Monday, September 28, 2015

Followup: Questions to ask Cloudstar or any encrypted email provider

I can see that my cloudstar post is getting a fair amount of views, and I wanted to follow up.  Below are some questions you should ask potential encryption vendors.

Furthermore, a lot of my clients are under the impression that the encrypted service provider they've been pushed to is MANDATORY - but that is not often the case! The true case is that it's mandatory your email is encrypted, and in 99% of cases, it is!

So before you make the leap to cloudstar, or any similar service provider, ask them these questions:

1 How and where are emails encrypted?

2 How and where are emails decrypted?

3 What benefit does your service offer over default TLS?  (Other than preventing non-encrypted delivery, because this is an optional feature of every mail host I've seen, including exchange).

4 What happens if the recipient doesn't allow for encryption?

5 When/if you create a portal page to send to a user who doesn't meet encryption standards, how do they gain access to the portal?
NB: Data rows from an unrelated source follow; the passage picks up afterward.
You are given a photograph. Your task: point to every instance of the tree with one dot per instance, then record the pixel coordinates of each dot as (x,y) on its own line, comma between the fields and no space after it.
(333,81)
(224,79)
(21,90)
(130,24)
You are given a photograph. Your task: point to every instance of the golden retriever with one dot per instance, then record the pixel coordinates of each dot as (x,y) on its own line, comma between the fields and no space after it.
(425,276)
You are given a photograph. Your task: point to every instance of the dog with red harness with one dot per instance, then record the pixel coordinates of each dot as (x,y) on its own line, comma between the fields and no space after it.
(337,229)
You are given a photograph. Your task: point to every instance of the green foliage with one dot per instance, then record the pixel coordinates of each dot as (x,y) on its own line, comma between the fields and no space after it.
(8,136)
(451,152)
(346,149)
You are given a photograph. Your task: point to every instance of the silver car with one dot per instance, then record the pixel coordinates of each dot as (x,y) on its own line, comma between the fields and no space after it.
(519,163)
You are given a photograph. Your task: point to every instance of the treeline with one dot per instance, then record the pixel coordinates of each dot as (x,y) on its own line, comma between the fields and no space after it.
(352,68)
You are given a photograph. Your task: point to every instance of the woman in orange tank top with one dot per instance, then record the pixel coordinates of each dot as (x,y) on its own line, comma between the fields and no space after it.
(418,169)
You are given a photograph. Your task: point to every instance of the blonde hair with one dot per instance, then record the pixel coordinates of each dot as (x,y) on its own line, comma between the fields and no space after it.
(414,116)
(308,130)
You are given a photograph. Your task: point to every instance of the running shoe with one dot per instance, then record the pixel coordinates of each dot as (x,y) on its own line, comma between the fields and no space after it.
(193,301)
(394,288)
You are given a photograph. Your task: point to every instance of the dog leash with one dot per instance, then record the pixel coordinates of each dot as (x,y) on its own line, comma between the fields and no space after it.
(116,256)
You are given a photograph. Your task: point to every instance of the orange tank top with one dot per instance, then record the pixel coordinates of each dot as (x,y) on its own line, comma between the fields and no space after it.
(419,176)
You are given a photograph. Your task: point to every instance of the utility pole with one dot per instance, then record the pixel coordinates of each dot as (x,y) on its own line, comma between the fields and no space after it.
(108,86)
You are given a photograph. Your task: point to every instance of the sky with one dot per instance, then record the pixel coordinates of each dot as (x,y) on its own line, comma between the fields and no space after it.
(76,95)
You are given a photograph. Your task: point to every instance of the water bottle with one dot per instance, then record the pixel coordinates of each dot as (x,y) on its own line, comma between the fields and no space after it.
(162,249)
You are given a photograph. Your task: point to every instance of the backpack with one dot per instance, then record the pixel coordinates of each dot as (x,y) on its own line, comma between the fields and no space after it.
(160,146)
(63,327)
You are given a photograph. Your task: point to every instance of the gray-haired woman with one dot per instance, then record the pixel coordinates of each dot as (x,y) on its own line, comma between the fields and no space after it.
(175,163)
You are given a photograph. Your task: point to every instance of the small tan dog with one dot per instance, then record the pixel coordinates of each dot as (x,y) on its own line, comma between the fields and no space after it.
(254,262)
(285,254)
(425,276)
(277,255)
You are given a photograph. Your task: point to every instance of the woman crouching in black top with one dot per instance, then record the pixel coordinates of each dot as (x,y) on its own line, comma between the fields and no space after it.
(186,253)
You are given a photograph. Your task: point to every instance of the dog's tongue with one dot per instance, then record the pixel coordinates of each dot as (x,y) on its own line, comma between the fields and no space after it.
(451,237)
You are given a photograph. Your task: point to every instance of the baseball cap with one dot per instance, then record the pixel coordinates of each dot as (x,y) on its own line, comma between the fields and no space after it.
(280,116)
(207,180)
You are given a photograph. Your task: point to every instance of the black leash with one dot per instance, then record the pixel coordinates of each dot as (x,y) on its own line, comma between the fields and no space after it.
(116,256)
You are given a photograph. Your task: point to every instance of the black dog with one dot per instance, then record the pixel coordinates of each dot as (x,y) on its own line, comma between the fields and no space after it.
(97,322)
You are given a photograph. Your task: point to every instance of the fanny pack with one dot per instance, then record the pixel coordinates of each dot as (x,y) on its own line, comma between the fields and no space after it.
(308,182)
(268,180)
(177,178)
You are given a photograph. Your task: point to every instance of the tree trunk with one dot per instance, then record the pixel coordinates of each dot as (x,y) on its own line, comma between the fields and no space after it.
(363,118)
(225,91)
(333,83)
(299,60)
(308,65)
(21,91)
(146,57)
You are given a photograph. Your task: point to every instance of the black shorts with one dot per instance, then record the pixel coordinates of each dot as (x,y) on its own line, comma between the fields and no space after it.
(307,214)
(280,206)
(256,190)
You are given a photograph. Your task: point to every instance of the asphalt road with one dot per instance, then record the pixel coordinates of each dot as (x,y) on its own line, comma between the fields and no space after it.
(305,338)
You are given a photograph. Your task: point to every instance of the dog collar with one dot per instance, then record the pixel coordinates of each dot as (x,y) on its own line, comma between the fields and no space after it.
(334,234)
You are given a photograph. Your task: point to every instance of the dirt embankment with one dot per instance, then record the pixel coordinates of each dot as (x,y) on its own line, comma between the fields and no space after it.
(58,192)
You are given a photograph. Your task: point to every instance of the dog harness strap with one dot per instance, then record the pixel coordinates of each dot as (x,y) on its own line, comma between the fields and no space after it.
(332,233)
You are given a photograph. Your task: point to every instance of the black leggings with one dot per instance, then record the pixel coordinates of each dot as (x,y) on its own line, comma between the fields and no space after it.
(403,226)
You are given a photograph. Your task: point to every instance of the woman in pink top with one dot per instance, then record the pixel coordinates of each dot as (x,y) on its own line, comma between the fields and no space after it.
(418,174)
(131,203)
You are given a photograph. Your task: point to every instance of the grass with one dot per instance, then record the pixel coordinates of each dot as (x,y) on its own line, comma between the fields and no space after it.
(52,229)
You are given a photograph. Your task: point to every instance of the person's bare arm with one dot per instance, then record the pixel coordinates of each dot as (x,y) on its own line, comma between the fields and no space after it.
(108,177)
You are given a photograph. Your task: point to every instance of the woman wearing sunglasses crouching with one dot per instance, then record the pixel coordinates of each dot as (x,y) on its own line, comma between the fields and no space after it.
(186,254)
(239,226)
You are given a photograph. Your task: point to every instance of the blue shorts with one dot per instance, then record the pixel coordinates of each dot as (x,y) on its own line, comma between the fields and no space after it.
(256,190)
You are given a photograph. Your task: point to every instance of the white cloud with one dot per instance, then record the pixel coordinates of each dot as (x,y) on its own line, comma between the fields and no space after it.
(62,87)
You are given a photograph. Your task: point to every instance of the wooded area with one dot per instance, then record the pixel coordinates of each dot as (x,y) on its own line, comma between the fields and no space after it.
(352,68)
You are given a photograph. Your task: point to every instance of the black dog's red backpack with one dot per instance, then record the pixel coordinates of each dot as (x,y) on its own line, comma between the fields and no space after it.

5b If no password is required, and the email is delivered unencrypted, even with a secure URL - wouldn't someone who sniffed the email simply be able to follow the URL?

6 If the portal is hosting attachments, what is the retention period on that? Would my client's clients be able to open an email from several years ago and pull that data?

7 Are you able to whitelist spam from specific users? (Some of our clients forward their received spam to an address for resolution - phrase filtering will likely bounce these messages as spam).

8 What are your uptime expectations and what happens if the gears stop turning? From ISP's to cloud-storage, everyone seems to experience some downtime, from time to time.

9 Can you provide audit encryption logs?

10 What liability does your service accept for both sending and receiving emails?